I strive for a "first, do no harm" bookselling business. It's one of the big plusses for me in being self-employed--being able to choose what I sell and don't sell. I have no problem with everyone else making different decisions than me on what to sell. There are lots of things I don't sell, but the lines I draw are personal and pretty eccentric.

For many of us, I think this is what it comes down to. We enter each bookselling moment with perceptions specific to it and act accordingly with what we judge to be the right thing for us to do in that moment - in other words, we apply what we are at that point in time to what is. If we have a prevailing "do no harm" view, this is valid and good and will affect what we do; if it's a "support my family" view, valid and good again, but this will probably (at least sometimes) deliver a different outcome. Enter the next bookselling moment, and we might behave somewhat differently, depending on how our perceptions and the given situation has changed. It stands to reason that the more clarity we have within ourselves, the more consistently we'll behave, but I've yet to meet anyone who has perfect clarity and can't imagine ever doing so. Thus it seems fatuous to expect ever-present consistency from anybody.

Even if we believe in suppression based on principle, history shows us, time and time again, that it doesn't work. One bookseller expressed it especially well:

As an addendum to my post earlier, when all is said and done, censorship is impossible. Look at Ovid. In his lifetime one of his poems offended Caesar, and he was thrown out of the Roman Empire and all his BOOKS [were] burned. In the 1400's in Florence, his works were burned again, along with the works of Dante. In the early years of the last century, the city of San Francisco banned the [sale] of the Poet, and the USPS confiscated copies of his work. Now it is 2005. Caesar is dust. Ovid lives on. Think about it. The 2 most powerful nations in the history of the world could not shut this poet up. My library here in this uncultured mid-south city has over 40 copies of his work. You can download it for free over the internet. Why?

THE BOOKSELLER. A bookseller somewhere made the decision to sell Ovid, despite the way the tide was turning. Ticknor and Fields decided to publish and sell the Hawthorne translation of Dante's Inferno, despite threats of losing the Harvard University Press business (which, by the way, they did). Someone printed and sold Luther's 95 theses, thus prompting the Reformation.

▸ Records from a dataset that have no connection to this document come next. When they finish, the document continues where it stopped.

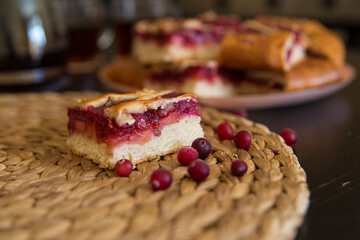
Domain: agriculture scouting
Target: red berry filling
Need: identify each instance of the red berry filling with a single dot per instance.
(93, 123)
(212, 32)
(225, 131)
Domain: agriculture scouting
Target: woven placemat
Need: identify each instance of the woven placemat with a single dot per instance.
(46, 192)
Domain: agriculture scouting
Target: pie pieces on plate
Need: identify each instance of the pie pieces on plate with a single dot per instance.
(170, 39)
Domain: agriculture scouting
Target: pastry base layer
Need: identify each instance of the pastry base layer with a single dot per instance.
(149, 52)
(172, 138)
(201, 88)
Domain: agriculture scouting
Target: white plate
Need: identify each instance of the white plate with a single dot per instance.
(262, 101)
(258, 101)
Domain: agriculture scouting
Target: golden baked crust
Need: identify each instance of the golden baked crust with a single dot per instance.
(312, 72)
(121, 106)
(251, 50)
(321, 40)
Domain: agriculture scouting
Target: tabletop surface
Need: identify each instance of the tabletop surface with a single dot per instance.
(327, 147)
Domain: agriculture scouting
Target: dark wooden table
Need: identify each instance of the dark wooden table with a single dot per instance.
(328, 149)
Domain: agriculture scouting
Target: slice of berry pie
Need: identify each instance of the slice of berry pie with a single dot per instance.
(170, 39)
(197, 77)
(138, 126)
(260, 47)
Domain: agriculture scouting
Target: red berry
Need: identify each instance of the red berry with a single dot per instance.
(241, 112)
(242, 139)
(225, 131)
(160, 179)
(198, 170)
(238, 167)
(203, 146)
(123, 167)
(186, 155)
(289, 136)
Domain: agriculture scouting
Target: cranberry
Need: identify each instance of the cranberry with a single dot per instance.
(123, 167)
(241, 112)
(198, 170)
(242, 139)
(186, 155)
(160, 179)
(203, 146)
(238, 167)
(289, 136)
(225, 131)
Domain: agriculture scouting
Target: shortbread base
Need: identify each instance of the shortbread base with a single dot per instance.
(199, 87)
(172, 138)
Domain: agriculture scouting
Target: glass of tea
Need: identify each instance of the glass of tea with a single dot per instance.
(126, 12)
(85, 21)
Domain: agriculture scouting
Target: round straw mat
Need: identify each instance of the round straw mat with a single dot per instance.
(46, 192)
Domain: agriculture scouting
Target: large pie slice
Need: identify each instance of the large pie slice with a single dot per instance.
(197, 77)
(138, 126)
(258, 46)
(312, 72)
(170, 39)
(322, 42)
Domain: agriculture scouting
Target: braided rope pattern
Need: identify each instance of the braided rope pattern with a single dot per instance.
(46, 192)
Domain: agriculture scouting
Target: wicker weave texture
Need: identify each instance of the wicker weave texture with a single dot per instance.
(46, 192)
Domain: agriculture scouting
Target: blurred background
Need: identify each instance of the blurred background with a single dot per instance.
(43, 40)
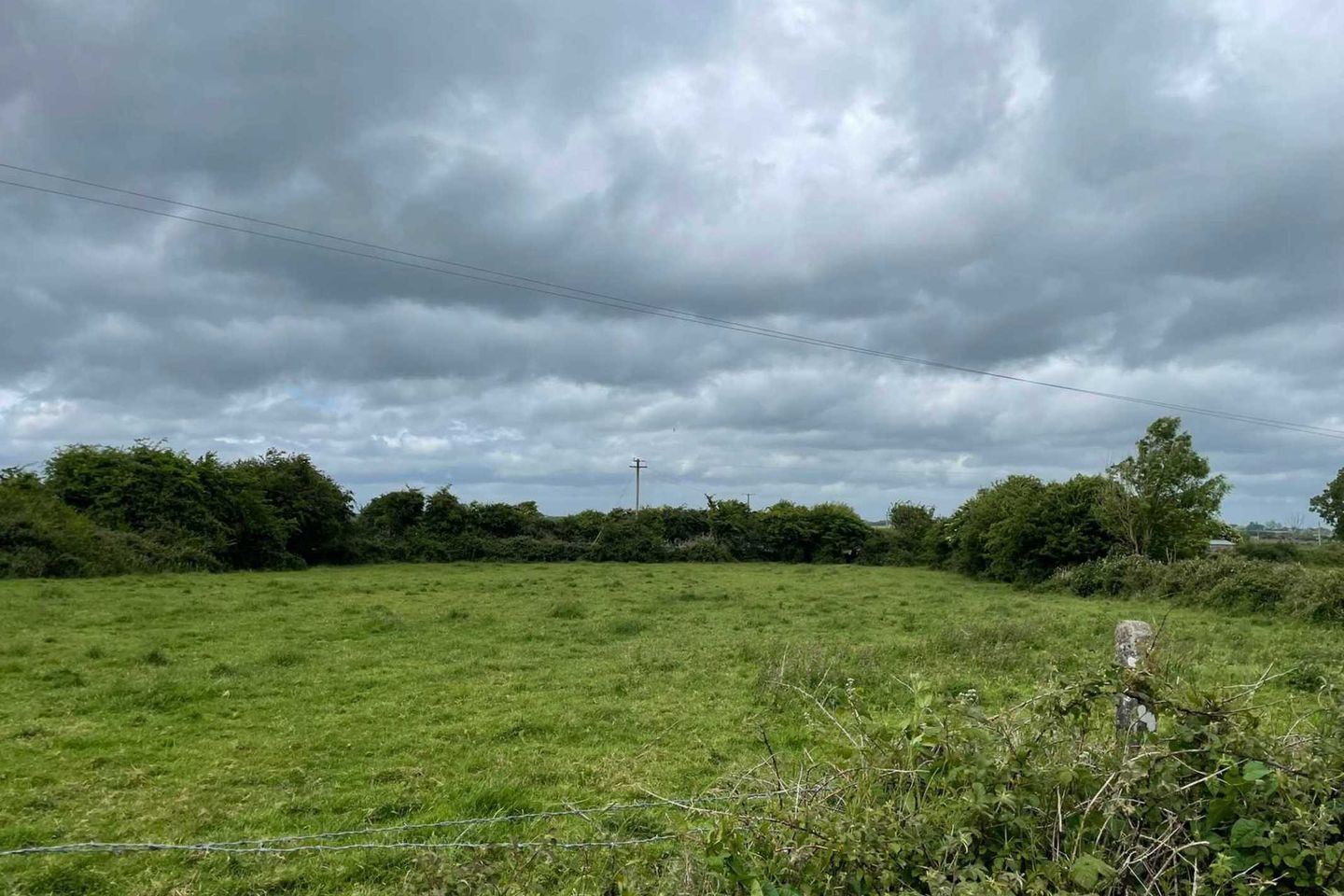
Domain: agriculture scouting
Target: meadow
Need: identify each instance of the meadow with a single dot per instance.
(187, 708)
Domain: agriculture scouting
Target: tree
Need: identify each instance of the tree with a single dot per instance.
(314, 508)
(1161, 501)
(1329, 504)
(912, 531)
(394, 513)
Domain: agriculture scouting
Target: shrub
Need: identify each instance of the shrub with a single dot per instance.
(1044, 800)
(1221, 581)
(700, 550)
(1274, 551)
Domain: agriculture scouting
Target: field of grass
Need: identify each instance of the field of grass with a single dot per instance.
(201, 708)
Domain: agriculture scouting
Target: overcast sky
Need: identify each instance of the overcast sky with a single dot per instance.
(1140, 198)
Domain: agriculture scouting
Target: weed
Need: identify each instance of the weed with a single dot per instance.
(155, 657)
(567, 610)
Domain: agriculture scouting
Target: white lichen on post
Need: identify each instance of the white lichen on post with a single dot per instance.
(1133, 639)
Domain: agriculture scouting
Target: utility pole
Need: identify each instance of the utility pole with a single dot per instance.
(638, 465)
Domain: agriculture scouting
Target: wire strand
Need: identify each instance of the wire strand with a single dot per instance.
(268, 844)
(549, 287)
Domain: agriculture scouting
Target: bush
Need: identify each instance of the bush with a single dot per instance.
(1273, 551)
(1225, 581)
(700, 550)
(1043, 800)
(42, 538)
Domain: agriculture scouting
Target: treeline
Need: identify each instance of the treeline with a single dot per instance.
(97, 511)
(104, 511)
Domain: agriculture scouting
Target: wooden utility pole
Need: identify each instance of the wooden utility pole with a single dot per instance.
(638, 465)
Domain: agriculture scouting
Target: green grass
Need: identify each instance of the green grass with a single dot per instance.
(198, 707)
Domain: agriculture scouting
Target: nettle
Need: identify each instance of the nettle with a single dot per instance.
(1044, 798)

This brings me to a final point, one which pertains to the subject of my last article - Aleister Crowley. Only one seller (BookThink's own Timothy Doyle) suggested a reason other than freedom of expression for allowing abominable books to circulate in the market place:

I think that there is tremendous value in writing that pushes the edge, or even that blows right past the edge and flips you the finger while doing so. My feeling is that there is a greater danger in pasteurized and homogenized culture, in being too complacent about the supreme "rightness" of any particular worldview. The current air of hysteria about public decency on the airwaves, sparked by the Janet Jackson Nipple-gate affair, is a chilling taste of how easily the right of free speech can be infringed.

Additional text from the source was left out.